Dr. Simone Gold, a participant in the White Coat Summit organized by America’s Frontline Doctors, has come out with a serious accusation against YouTube and Vimeo for censoring content from the second event organized by the group.
The censorship here is based on what she called “fraudulent and manufactured pretenses.”
In a tweet Dr. Gold explained that YouTube went and flagged content from the White Coat Summit as “spam, deceptive practices and scams.” This is very much in line with the Google-owned video giant’s policy enforced since the start of the epidemic, imposing strict, even unprecedented censorship of any officially unapproved information regarding the Covid epidemic.
This repressive, blanket policy doesn’t care if (dis)information is coming from barely rational, or simply trolling conspiracy theorists – or, as in the case Dr.
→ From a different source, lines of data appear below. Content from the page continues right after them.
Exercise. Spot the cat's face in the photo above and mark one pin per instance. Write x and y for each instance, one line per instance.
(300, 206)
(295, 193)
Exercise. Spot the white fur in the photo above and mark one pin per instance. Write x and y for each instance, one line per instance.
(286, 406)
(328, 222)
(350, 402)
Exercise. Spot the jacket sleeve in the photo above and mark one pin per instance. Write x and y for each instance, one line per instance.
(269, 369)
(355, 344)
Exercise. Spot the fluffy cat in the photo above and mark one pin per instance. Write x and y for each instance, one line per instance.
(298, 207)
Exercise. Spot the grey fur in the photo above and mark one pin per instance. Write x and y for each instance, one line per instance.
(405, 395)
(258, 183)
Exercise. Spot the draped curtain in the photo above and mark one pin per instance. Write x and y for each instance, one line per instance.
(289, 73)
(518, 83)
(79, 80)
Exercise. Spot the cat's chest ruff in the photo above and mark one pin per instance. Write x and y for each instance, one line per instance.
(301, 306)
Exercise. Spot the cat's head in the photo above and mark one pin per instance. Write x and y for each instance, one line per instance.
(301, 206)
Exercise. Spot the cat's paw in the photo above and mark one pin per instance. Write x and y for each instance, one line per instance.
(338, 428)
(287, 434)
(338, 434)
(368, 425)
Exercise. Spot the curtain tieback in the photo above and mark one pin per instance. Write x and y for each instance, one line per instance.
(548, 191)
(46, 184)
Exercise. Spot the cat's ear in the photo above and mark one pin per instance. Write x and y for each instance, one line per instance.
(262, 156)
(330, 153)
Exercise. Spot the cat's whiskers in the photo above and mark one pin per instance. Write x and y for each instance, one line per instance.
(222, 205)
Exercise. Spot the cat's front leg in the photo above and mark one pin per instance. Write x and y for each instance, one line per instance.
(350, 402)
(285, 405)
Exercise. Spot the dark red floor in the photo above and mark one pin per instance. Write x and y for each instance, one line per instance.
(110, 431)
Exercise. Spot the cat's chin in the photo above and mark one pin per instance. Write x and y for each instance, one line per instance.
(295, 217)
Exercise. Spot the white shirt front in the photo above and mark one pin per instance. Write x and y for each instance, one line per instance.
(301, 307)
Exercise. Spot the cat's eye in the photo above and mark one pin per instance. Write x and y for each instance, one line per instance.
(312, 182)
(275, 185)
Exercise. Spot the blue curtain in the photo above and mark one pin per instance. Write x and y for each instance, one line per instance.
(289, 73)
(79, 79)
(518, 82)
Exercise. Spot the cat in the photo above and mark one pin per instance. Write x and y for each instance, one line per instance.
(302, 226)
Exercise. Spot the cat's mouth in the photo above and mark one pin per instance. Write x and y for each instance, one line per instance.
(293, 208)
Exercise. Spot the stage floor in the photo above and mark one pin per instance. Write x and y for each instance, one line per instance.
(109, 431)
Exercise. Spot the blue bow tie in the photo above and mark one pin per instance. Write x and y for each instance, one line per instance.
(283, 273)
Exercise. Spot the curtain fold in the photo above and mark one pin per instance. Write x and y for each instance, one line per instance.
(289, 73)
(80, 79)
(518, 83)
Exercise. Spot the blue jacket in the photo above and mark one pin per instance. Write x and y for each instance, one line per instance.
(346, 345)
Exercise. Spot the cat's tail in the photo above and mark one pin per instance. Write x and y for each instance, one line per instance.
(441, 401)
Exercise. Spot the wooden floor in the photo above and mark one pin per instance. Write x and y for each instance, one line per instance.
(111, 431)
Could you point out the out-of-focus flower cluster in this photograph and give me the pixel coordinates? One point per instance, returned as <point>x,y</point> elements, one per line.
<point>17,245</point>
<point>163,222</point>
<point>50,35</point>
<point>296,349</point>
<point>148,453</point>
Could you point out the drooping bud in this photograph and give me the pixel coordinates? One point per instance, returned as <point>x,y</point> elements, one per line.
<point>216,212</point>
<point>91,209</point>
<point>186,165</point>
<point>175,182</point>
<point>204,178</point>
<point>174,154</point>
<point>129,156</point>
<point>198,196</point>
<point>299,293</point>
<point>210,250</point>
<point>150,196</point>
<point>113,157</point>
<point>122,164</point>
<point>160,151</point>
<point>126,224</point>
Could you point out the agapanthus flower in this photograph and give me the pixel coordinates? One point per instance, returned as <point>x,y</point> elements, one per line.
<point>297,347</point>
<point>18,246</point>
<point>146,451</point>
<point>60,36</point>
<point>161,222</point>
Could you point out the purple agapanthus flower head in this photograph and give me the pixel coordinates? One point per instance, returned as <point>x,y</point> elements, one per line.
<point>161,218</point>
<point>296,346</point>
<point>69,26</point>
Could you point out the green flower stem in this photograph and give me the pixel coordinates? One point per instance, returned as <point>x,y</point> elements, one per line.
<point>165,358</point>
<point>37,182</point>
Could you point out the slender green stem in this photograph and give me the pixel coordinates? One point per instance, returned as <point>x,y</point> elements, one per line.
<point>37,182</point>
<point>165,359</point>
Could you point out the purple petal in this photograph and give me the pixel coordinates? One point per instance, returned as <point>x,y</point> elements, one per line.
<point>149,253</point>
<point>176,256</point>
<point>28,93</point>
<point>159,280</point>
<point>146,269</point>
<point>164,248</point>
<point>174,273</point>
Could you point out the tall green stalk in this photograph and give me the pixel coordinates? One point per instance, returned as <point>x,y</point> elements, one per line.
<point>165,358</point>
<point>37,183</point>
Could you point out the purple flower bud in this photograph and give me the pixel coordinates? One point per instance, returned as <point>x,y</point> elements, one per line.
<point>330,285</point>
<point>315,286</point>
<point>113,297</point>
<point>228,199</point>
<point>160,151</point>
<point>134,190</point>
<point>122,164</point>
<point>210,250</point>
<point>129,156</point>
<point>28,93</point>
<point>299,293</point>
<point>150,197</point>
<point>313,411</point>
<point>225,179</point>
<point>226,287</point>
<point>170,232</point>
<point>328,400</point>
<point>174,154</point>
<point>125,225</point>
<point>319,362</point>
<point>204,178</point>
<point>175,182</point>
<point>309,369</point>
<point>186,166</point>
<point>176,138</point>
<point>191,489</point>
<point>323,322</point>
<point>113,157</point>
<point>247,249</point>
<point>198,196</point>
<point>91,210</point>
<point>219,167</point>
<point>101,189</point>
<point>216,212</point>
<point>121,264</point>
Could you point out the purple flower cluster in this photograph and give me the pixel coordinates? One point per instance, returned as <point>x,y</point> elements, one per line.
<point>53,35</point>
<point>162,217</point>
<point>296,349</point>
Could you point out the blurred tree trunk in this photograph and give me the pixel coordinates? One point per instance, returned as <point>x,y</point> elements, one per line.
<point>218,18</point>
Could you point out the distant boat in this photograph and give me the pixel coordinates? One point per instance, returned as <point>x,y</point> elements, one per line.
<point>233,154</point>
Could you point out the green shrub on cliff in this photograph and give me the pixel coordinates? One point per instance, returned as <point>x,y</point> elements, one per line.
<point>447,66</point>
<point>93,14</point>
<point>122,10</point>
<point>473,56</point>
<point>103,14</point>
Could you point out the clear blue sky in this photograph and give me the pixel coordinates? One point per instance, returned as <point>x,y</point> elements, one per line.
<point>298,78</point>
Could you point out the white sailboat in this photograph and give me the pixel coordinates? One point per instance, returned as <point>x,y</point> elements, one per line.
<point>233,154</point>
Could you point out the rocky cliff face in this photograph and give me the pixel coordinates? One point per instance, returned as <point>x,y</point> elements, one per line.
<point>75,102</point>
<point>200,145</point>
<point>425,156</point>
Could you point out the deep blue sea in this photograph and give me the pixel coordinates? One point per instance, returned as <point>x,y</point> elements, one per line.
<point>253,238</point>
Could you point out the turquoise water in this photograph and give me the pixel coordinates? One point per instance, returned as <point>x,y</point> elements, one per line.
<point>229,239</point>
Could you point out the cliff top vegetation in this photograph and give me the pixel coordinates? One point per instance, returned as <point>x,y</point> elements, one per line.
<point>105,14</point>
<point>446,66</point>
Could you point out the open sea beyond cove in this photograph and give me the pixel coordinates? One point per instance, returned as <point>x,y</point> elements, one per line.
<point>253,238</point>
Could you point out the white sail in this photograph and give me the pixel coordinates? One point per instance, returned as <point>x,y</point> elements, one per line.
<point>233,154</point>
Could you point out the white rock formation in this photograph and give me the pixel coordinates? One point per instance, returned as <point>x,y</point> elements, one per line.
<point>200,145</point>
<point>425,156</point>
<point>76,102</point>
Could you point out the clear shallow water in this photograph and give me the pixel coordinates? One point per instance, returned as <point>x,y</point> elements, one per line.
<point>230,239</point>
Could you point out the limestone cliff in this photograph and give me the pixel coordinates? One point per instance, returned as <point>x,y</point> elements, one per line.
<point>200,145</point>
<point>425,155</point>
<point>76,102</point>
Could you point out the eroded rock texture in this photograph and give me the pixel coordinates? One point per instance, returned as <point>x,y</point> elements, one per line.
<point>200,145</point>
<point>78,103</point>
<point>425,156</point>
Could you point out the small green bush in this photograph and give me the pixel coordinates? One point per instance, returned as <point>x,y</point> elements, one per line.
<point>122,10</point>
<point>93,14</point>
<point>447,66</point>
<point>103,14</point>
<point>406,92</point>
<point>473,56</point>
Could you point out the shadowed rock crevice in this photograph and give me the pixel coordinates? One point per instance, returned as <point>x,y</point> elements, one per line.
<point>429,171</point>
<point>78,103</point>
Gold highlighted here – from licensed medical professionals.
The only rule that seems to apply is that if content is not strictly in line with WHO’s (ironically, ever-changing) recommendations, that sometimes read like little more than opinion – it will get removed by Google.
The hard line that Google has taken here is almost as curious as the virus itself, and no doubt both will be properly studied and “dissected” by scientists and researchers in the years to come.
For now, we have instances like the one Dr. Gold is drawing attention to here, where a video entitled, “Corruption of the Scientific Process (by Dr. James Todaro)” was labeled and removed from YouTube as “spam” – with the channel receiving the first strike, while two more will mean that it, too, will be gone.
America’s Frontline Doctors is a group of professionals, doctors and nurses, that came together to counter what they see as the real coronavirus disinformation, in order to shed light on frontline experience in treating Covid patients, as well as adverse effects of lockdowns.
Meanwhile, Dr. Gold announced a way to bypass the YouTube ban and allow people to learn about the content as the White Coat Summit – as it would be re-streamed via Twitter’s Periscope.
(When it comes to stifling free speech, though, that might be just a temporary solution until another ban hits; so perhaps it’s time to consider alternative platforms, help them grow as they help content creators reach audiences currently increasingly cut off from information by centralized gatekeepers.)